Frau Richter, Sie waren kürzlich in der Sendung «Das Ding des Jahres» von Prosieben zu Gast und belegten mit Ihrer Erfindung, einem multifunktionellen Spültuchhalter, den zweiten Platz. Wie war das Echo?
SUSANNE RICHTER: Die Resonanz war gewaltig. Die Tage darauf arbeitete ich an der Ambiente-Messe in Frankfurt, der grössten Konsumgütermesse in Europa. Immer wieder sprachen mich Kunden auf die TV-Sendung an. Eine Stunde nach der Ausstrahlung am Samstagabend war der Server zusammengebrochen, obwohl wir Vorkehrungen getroffen hatten für einen möglichen Ansturm. Seit alles wieder funktioniert, geht alle drei Minuten eine Bestellung ein. Davor war es eher eine Bestellung alle drei Tage, denn ich bin vor allem auf den Einzelhandel fokussiert. Es ist eine grosse Freude, dass sich das Produkt schon 100’000-mal verkauft hat – und gleichzeitig beschert mir die logistische Herausforderung schlaflose Nächte.

Vor knapp vier Jahren, als Sie Ihr erstes Produkt lancierten, war die Situation ganz anders.

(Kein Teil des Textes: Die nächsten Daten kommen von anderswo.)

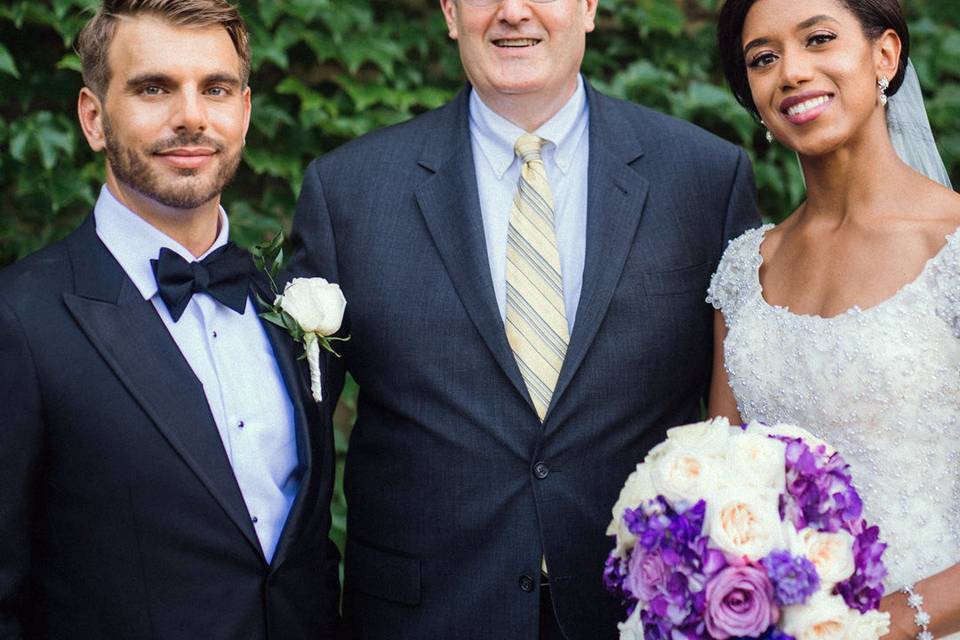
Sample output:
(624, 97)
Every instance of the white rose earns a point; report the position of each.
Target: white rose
(758, 461)
(632, 627)
(827, 617)
(744, 521)
(708, 437)
(637, 489)
(316, 305)
(830, 553)
(682, 474)
(790, 431)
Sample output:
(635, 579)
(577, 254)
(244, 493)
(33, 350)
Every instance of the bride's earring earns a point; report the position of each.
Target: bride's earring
(884, 84)
(768, 135)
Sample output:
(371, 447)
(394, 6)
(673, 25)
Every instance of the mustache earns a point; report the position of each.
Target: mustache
(184, 139)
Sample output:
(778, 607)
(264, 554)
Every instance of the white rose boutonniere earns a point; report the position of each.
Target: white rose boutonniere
(310, 309)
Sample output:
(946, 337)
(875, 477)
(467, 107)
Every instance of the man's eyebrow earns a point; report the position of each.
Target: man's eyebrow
(164, 79)
(806, 24)
(222, 78)
(147, 78)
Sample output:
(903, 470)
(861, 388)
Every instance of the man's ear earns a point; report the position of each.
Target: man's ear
(450, 10)
(90, 113)
(590, 15)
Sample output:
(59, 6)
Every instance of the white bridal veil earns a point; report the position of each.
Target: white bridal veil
(910, 131)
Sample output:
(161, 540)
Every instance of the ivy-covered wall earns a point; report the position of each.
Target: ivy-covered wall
(325, 71)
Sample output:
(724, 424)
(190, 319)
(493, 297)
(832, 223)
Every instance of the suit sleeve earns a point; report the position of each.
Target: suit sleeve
(315, 254)
(742, 213)
(21, 430)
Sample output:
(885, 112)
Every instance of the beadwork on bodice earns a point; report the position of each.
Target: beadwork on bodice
(882, 385)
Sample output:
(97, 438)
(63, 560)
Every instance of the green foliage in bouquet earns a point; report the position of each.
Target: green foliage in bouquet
(326, 71)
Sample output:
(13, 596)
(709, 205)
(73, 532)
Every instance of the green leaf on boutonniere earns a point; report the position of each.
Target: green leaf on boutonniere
(274, 318)
(277, 262)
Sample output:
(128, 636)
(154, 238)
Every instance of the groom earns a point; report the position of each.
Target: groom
(527, 318)
(164, 471)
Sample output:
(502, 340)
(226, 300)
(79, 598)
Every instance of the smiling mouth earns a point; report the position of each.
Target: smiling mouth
(516, 43)
(803, 107)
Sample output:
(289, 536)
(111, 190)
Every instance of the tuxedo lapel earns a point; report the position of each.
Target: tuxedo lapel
(450, 204)
(616, 194)
(135, 343)
(306, 413)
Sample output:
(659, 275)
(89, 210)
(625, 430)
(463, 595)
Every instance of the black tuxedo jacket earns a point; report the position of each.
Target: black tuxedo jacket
(454, 487)
(120, 516)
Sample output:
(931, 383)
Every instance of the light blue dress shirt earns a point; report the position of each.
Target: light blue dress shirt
(566, 158)
(233, 359)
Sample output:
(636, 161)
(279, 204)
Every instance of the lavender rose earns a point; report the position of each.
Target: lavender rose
(740, 603)
(647, 572)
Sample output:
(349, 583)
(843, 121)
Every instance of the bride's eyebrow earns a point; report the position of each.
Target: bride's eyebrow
(806, 24)
(809, 22)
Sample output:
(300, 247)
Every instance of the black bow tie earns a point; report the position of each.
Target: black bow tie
(224, 274)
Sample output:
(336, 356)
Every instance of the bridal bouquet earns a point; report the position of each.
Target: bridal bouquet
(744, 532)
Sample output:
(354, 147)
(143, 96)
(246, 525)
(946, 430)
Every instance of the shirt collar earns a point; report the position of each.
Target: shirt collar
(495, 135)
(134, 242)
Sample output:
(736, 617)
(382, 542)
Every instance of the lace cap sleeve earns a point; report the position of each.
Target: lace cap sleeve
(736, 275)
(946, 278)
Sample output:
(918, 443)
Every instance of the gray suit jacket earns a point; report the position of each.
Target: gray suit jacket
(454, 488)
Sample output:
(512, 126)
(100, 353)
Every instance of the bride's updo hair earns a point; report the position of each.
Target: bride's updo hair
(875, 16)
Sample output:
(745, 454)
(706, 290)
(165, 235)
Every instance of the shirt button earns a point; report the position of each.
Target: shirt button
(526, 583)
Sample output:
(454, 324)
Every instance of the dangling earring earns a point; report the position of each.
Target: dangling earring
(884, 84)
(768, 135)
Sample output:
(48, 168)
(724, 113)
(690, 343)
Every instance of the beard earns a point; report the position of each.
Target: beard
(131, 167)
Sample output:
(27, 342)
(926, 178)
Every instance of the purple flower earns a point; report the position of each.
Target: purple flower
(646, 572)
(740, 603)
(775, 634)
(820, 492)
(794, 578)
(864, 589)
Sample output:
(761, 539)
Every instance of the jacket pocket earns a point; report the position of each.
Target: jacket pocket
(385, 574)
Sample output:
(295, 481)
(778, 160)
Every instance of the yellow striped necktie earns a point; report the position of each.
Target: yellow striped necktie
(536, 319)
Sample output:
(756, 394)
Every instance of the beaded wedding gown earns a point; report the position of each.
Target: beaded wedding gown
(882, 385)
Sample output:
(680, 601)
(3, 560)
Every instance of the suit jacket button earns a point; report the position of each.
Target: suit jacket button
(541, 470)
(526, 583)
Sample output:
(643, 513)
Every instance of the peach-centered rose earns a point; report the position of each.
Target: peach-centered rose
(745, 523)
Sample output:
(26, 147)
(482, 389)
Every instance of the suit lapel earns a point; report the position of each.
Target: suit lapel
(306, 413)
(450, 204)
(135, 343)
(616, 194)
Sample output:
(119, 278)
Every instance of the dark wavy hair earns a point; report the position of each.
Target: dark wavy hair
(875, 16)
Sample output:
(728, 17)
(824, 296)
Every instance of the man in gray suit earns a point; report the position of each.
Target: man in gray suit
(526, 270)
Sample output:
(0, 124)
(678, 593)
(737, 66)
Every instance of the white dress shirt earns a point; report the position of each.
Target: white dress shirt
(566, 158)
(233, 360)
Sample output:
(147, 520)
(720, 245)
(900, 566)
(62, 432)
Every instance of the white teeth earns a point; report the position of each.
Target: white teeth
(803, 107)
(515, 43)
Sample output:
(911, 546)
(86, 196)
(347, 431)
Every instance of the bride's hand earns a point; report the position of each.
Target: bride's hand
(902, 626)
(941, 601)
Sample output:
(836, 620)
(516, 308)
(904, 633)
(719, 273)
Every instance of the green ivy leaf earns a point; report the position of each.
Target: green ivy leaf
(7, 64)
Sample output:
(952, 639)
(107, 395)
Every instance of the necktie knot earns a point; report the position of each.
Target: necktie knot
(528, 147)
(223, 275)
(201, 277)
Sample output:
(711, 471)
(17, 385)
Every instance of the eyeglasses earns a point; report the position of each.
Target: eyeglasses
(490, 3)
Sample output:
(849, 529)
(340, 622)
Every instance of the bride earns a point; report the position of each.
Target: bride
(845, 318)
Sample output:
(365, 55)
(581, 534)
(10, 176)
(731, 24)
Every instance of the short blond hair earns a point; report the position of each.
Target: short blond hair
(94, 40)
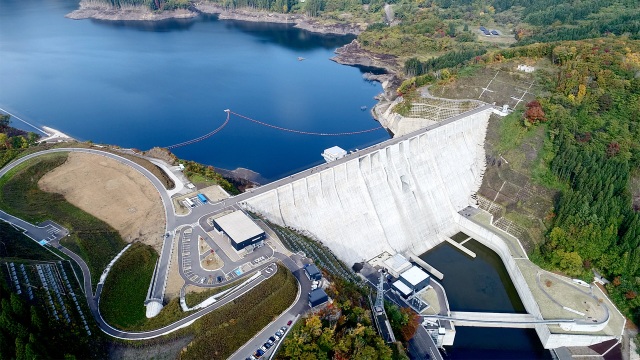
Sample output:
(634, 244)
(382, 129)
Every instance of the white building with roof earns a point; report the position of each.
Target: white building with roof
(396, 265)
(415, 278)
(333, 153)
(240, 229)
(402, 289)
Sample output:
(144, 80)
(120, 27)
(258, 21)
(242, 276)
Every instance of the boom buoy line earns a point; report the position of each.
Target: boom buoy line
(229, 112)
(203, 137)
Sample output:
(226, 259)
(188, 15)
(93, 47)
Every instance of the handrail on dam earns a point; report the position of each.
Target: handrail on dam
(362, 152)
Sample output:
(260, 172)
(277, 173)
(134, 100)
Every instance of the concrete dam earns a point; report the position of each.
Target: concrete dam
(396, 196)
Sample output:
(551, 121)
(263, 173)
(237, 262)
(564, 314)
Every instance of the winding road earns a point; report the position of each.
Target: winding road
(195, 218)
(172, 221)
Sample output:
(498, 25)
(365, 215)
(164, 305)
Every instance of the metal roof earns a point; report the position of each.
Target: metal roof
(397, 263)
(335, 151)
(414, 276)
(312, 270)
(238, 226)
(402, 287)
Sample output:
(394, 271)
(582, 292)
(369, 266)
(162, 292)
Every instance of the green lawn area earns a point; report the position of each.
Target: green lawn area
(15, 245)
(124, 292)
(220, 333)
(91, 238)
(195, 298)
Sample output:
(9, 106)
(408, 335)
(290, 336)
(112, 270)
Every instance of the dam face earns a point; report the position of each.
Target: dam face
(396, 197)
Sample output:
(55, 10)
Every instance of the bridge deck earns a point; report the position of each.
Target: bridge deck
(500, 320)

Ich bin mit 41 Jahren spät Mutter geworden und sah einige Jahre später, wie die Hartplastikmatten, auf denen die Schuhe abtropfen sollten, immer zerbrachen, wenn mein Sohn drauf trat. Das inspirierte mich dazu, bruchsichere, bunte, in der Maschine waschbare Schuhabtropfmatten zu entwickeln. Man kann bei so etwas keine halben Sachen machen. Also investierte ich all mein Erspartes und liess 24’000 Stück in verschiedenen Farben produzieren. Ich hatte also ein volles Lager, aber noch keinen Kunden. Die ersten drei Jahre waren eine harte Zeit, weil ausser meinem Mann wenige an mich und meine Ideen glaubten. Viele Freunde sagten mir, wenn es so etwas bräuchte, dann gäbe es das bestimmt schon. Manche fanden, ich spinne komplett.

Woher nahmen Sie Ihren Enthusiasmus? Als studierte Juristin mit Management- und Beratungserfahrung hätten Sie mit weniger Aufwand mehr verdienen können.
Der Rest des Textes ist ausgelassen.